Every single interaction I tried ended in double minus symbols and thought bubbles with my Sim’s face crossed out. My Sim could no longer blow kisses or pose without triggering an argument. Even friendly and funny interactions, like “Get to Know” or “Tell Joke About Mermaids” ended in anger.
Since everything I did resulted in conflict, I decided that my best course of action was to avoid my boyfriend until the curse was over. I would simply stay home, knit, and avoid dates until the curse moodlet disappeared. Maybe I would even complete the Lady of the Knit aspiration, dispelling the curse.
Unfortunately, I had given my Sim boyfriend a key to my apartment, which meant he could pop in and start fights with me at any time. He seemed to hate my mere presence, but in spite of that, he stopped by over and over again, which meant our relationship level declined further and further. Even if I didn’t interact with him directly, he would glare at my Sim as I knitted on the couch.

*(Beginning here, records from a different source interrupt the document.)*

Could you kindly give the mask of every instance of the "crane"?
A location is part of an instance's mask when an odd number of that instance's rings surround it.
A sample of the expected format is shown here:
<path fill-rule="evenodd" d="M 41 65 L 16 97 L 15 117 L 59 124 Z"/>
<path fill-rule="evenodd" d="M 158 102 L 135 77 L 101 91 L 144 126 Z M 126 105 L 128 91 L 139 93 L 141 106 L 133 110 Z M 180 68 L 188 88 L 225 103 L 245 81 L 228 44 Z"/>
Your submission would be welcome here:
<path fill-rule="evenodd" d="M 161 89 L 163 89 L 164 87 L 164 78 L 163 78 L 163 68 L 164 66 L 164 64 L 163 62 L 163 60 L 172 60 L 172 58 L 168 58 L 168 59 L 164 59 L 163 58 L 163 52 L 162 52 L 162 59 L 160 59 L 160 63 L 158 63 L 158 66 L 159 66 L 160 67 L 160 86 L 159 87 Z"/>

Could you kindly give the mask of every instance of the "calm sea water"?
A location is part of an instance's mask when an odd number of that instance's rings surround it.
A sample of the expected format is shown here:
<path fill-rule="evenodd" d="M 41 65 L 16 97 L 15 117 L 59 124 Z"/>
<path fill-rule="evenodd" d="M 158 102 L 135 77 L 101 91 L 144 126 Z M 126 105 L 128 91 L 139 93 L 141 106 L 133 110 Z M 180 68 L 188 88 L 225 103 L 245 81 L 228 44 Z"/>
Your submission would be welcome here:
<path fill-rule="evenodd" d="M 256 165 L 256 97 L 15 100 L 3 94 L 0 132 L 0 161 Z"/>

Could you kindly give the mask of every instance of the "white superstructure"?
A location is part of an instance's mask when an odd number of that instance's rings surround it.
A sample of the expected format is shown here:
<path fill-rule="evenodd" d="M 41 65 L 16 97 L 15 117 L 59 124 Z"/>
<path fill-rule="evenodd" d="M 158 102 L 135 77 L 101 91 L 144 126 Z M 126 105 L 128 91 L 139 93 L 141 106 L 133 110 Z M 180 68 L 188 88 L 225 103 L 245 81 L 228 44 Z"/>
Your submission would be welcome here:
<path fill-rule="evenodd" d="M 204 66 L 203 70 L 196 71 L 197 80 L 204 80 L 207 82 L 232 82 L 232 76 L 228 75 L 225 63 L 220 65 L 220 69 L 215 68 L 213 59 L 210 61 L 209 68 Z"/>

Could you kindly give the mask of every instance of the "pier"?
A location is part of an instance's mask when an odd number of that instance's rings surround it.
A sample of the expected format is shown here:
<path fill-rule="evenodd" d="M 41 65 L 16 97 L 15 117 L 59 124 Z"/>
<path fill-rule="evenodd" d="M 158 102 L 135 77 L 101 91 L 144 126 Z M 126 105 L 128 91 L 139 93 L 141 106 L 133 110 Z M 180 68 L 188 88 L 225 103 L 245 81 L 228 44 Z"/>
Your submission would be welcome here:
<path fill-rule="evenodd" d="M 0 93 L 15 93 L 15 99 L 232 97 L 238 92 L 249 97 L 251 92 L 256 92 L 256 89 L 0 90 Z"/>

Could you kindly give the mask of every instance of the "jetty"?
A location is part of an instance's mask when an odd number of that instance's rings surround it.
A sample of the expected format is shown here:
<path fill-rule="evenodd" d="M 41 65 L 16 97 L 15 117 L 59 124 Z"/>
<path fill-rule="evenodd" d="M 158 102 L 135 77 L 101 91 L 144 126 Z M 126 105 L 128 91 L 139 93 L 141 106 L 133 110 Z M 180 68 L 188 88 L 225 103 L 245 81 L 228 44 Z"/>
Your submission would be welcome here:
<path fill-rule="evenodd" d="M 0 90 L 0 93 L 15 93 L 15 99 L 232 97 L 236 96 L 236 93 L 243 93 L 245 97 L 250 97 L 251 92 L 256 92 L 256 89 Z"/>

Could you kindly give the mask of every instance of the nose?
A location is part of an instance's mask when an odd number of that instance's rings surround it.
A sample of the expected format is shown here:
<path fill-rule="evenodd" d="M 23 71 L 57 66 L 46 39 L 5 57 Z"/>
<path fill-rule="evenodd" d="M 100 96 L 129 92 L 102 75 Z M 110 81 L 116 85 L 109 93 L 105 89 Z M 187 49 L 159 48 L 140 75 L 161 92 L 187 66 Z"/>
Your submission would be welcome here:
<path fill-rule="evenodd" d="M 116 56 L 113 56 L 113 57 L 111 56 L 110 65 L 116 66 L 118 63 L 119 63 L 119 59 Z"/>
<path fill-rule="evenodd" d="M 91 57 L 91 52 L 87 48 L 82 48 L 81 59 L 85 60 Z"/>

The default lifespan for a young adult Sim is 24 days, which means 7 days is a very long time. Since my apartment was no longer safe, I found myself spending more time outdoors, knitting on park benches and teaching other Sims to knit.
Finally, a full week passed, and the curse lifted, as though it was never there in the first place. Shockingly, I made it through the curse without a breakup, though my Sim boyfriend now considered me an acquaintance. Suddenly, I could invite him over, give him compliments, and talk about the weather without any ill effects. I could even give him non-sweater knitted gifts. In a matter of minutes, our relationship levels were back to normal.
Things seemed okay, but deep down, I knew there was no coming back from the Sweater Curse. Sure, my Sim boyfriend liked me again, but it’s hard to see a Sim in the same light after they spend a full Sim-week hating your guts. At this point, just seeing Mitchell in my apartment was enough to fill me with dread.
The Sweater Curse is great for story play, but if you’re not trying to find an excuse for a messy Sim breakup, I’d advise against gifting sweaters to your romantic interests. Having the tense moodlet for a full week kind of sucks, especially if you’re trying to get a promotion or level up skills.
If you really want to give your Sim partner a sweater, just offer them a romantic or friendly gift. While this might be a bug, gifting a sweater this way won’t trigger any curses. Alternatively, you can keep on working on the knitting aspiration until you’ve truly mastered the knitting arts. The best gifts — like The Forbidden Sweater — are worth waiting for.